What’s more relevant surely are not the differences but the result of those differences: America’s population growth is secure and Europe’s is in precipitous decline. The United States and Canada make a useful study in this respect: neighboring nations that speak the same language (mostly), have an integrated economy and a shared taste in everything from Dunkin’ Donuts to the Celine Dion Christmas album. But: America’s marriage rate per 1,000 is 11.7; Canada’s is 6.8.
Her Majesty’s chilly Dominion is the land where the straights live in common-law partnerships and the gays get married. And the upshot is: America’s fertility rate is 2.11; Canada’s is 1.48.
And where does that lead? Canucks are aging faster than the Yanks. In 2000, oldsters formed 16.3 percent of America’s population and 17 percent of Canada’s — close enough. In 2040, they’ll form 26 percent of America’s population and 33.3 percent of Canada’s.

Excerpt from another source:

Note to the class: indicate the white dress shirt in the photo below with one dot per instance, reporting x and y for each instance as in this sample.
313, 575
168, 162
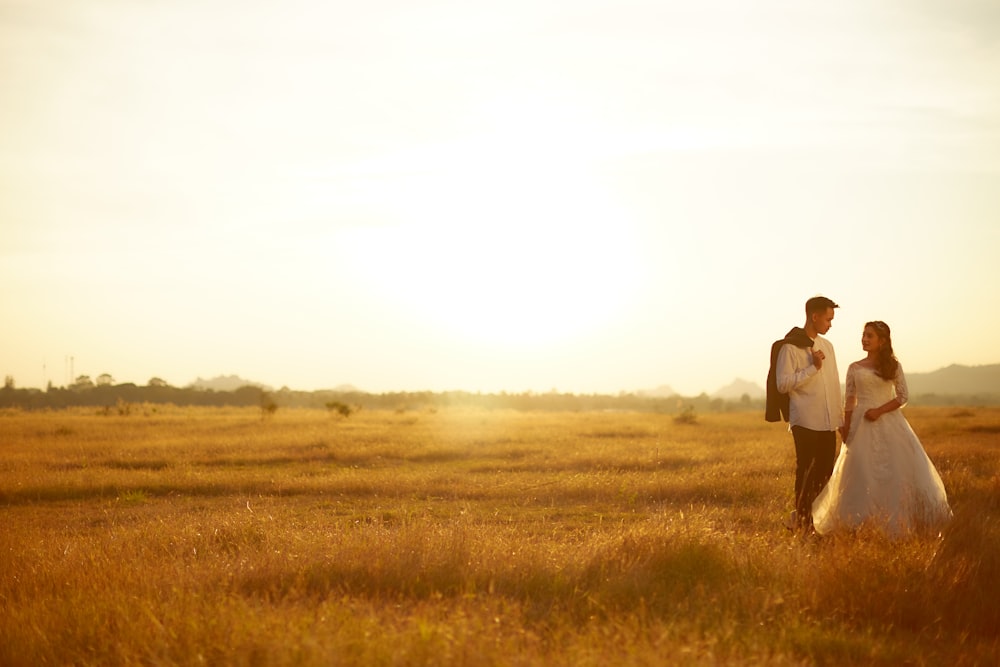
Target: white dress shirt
814, 395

And there’ll be a lot fewer young Canadians to stick with the bill for increased geriatric care. Take the “aged dependency ratio” — the number of elderly people receiving state benefits relative to the working-age adults slogging away each day to pay for them. In 2000, America, Australia, and Canada all had 0.26 seniors for every working stiff. In 2040, America will have 0.47 seniors for every worker, Australia 0.56, Canada 0.63. Across the developed world, we’re at the beginning of the end of the social-democratic state. The surest way to be in the demographic death spiral is to be a former Communist country in Europe: the five lowest birth rates in the world are Latvia, Bulgaria, Slovenia, Russia, and Ukraine. But the next surest way is just to be in Europe: nineteen of the lowest twenty birth rates in the world are on the Continent (the twentieth is Japan). Conversely, the only advanced nation with a sizeable population reproducing at replacement rate is the United States. True, there are significant variations from red state to blue state, immigrant to native-born, and in other areas: Mormons in Utah have one of the highest fertility rates on the planet, while the city of San Francisco could easily be mistaken for an EU capital, though in fairness to the good burghers of that town they had to embrace homosexuality to achieve levels of childlessness the Continentals have managed to achieve through ostensibly conventional sexual expression.